Oct 15, 2017: UN ends its peacekeeping mission in Haiti
HAITI - The United Nations Security Council voted unanimously on Apr 13 to end its 13-year-long peacekeeping mission in Haiti, known as MINUSTAH, in October. The 5,927 UN peacekeepers leave under a cloud. They will be replaced by a police unit.
One of the longest running UN peacekeeping forces in the world, MINUSTAH has been dogged by controversies from the first. The peacekeepers are accused of introducing cholera to the island and of sexual abuse.

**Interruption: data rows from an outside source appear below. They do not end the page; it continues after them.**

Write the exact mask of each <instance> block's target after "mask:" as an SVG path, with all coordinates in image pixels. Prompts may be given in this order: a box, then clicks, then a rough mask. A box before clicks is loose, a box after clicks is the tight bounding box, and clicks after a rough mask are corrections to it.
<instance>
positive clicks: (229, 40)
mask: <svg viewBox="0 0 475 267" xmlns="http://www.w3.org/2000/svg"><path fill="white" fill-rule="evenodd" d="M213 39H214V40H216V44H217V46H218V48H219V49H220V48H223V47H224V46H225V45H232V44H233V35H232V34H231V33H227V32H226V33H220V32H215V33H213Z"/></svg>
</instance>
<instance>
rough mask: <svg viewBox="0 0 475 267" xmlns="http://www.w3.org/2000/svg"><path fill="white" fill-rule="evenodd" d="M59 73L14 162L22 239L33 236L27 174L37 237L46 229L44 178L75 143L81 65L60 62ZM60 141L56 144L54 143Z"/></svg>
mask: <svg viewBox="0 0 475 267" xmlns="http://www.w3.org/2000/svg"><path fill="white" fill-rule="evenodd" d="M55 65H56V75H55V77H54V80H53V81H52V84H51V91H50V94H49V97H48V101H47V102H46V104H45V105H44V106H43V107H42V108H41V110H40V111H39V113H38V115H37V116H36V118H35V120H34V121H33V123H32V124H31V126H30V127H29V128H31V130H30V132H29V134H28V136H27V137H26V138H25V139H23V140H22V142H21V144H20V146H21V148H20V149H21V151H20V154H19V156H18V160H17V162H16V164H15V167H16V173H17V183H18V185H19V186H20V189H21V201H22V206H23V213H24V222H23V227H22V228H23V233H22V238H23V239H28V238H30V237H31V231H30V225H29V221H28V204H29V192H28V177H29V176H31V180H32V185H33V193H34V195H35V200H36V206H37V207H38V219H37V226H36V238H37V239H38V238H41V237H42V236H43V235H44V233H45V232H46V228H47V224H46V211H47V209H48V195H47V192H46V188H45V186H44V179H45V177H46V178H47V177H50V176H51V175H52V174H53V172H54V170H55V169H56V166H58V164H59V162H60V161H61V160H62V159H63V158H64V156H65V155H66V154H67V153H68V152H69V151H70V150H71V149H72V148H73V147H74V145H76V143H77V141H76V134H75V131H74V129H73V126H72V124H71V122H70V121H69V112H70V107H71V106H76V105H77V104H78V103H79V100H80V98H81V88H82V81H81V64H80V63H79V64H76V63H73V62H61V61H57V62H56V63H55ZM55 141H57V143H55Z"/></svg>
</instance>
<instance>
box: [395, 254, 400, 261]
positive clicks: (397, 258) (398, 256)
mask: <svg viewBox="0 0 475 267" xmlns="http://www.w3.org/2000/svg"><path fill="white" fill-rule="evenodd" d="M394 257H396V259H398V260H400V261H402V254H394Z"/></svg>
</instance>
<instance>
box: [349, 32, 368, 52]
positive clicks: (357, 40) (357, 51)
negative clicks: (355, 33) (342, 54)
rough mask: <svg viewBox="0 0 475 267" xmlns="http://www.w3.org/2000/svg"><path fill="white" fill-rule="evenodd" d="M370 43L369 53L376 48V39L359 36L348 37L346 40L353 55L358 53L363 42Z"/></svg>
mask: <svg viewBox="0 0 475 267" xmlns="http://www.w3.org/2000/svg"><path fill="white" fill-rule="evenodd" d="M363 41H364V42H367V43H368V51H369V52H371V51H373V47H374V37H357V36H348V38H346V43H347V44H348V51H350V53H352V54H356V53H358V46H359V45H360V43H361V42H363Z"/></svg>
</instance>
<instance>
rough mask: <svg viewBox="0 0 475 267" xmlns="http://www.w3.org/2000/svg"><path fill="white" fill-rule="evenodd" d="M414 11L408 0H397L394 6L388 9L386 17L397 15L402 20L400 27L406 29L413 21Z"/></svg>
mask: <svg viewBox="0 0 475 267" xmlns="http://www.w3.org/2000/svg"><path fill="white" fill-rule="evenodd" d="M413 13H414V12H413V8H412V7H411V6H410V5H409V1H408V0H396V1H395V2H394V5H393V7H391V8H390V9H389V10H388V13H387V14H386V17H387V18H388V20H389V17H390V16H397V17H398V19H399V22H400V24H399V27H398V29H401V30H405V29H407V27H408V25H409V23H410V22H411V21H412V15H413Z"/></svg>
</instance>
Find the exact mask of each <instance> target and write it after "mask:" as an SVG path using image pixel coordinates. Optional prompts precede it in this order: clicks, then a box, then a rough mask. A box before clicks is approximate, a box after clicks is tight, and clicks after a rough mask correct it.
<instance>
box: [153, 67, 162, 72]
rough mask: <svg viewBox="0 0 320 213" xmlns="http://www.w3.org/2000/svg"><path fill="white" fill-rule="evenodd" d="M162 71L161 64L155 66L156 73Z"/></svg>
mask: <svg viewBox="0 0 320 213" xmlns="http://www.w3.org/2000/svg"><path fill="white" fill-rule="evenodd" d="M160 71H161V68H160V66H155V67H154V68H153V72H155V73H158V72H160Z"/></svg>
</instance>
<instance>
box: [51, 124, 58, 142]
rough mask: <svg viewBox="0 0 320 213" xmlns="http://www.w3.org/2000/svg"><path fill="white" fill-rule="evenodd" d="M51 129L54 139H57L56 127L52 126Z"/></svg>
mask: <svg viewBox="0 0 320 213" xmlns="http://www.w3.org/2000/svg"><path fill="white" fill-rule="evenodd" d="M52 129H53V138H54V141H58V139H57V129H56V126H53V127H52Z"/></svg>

The Associated Press reported hundreds of allegations of abuse by the peacekeepers in a climate of impunity. The news service noted that the troops faced discipline in very few cases, and that the situation should serve notice that UN peacekeeping operations worldwide are badly in need of reform and oversight.
The peacekeepers were deployed to Haiti in 2004 when a rebellion led to the overthrow of President Jean-Bertrand Aristide.
Haiti suffered a two-year political crisis until the recent election and inauguration of Jovenel Moïse as president. The poorest country in the hemisphere, in the estimation of the World Bank, it is handicapped by chronic political instability and has suffered crippling natural disasters, including the 2010 earthquake and Hurricane Matthew in 2016.